Obviously, one does not make a living off $0.25 or even $1.00 a day, and I am fully aware how ridiculous this all sounds, but this little exercise gave me the confidence to try buying and selling something bigger: antiques, a field in which I’ve always been interested in, and even had an internship in college. Last week, I got up my courage and asked a woman who owns an antiques store in town if she would buy some things from me. My MO would be the same as I used for the books: I would go to yard sales, buy things for a couple of dollars, then sell them to the antiques dealer for a couple of dollars more.
I decided to start my new side hustle in antiques this past Saturday. In all transparency, I realized when I woke up on Saturday morning that my old fears and anxieties were back. I really love junk (goes back to my days in City Planning when I would walk around abandoned buildings), and I have a childhood dream of a full time career buying and selling antiques. As I got in my car this Saturday, knowing that I was about to embark on something that I cared about, the thought of failure became that much scarier.
I looked at Craigslist to find a couple of yard sales. My nerves kicked in high gear. “What if she doesn’t like the stuff I pick out — what if she doesn’t want to buy it?” With $10 in my pocket as my “seed money,” I stopped at the first yard sale on my list, where I picked an Art Nouveau silver pot and a wooden light sconce that the seller wanted for $5 and $3 respectively. I talked the seller down to $2 for the pot and $1 for the sconce. I was pretty certain I could ask the antiques dealer for $5 for the two of them, easily, which would leave me with a $2 profit. On the way out of the yard sale, I bought a vintage metal stepstool for $7, thinking it was cool and would sell well.

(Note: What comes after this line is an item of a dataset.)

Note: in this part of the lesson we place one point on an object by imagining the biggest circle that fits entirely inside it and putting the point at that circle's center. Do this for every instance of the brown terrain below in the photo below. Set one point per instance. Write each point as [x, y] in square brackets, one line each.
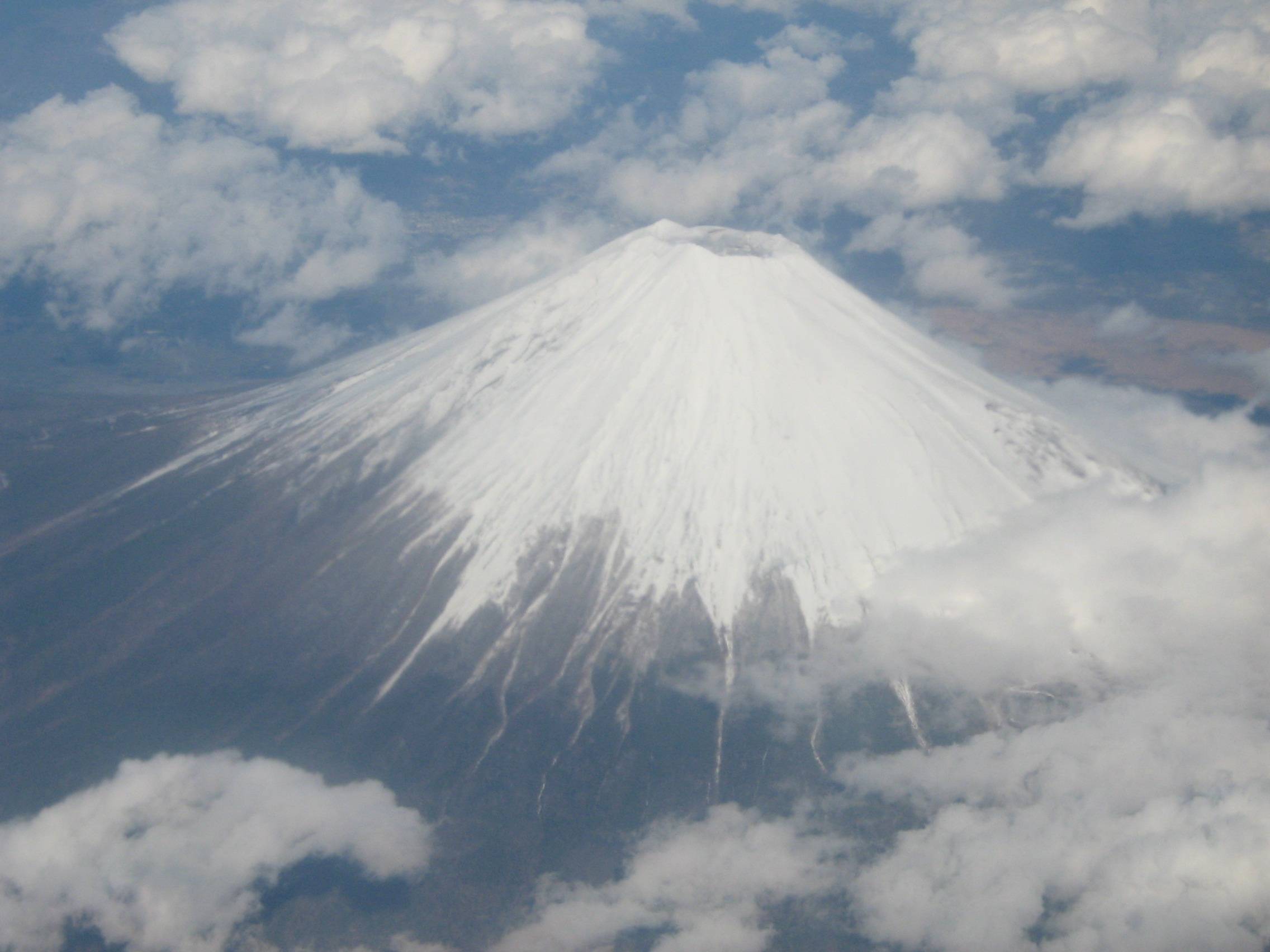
[1177, 356]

At the antiques shop, the owner took the other items and gave me $7 for them. However, she didn’t want the stepstool. Desperate to not be a failure, I went to 3 other antiques dealers on the same street. No luck. In the end, I was short $3.00 for my first antiques-buying foray. My goal was to make some bigger bucks in a way that fits with my personality, and I feel like I failed.
In the end, I remember that some days selling my thrift store books, I also walked out without a profit (though being short $0.25 isn’t as bad as losing $3.00). It frustrated me for a day, but the next day, I would vow to make a better choice with my book buying. I can feel content knowing that today, I still have $7 from the two pieces that the dealer did buy. I hope that next weekend I can find a yard sale treasure to sell for $10 (to at least recoup my original investment). No, I’m not making The Big Bucks, and I do really hope that I can make a side hustle in the antiques business in the next few months so I don’t have to go back to the grey-walled office space! For now, though, I’m content with the knowledge that persistence, even $0.25 a day, pays off. And I will keep trying.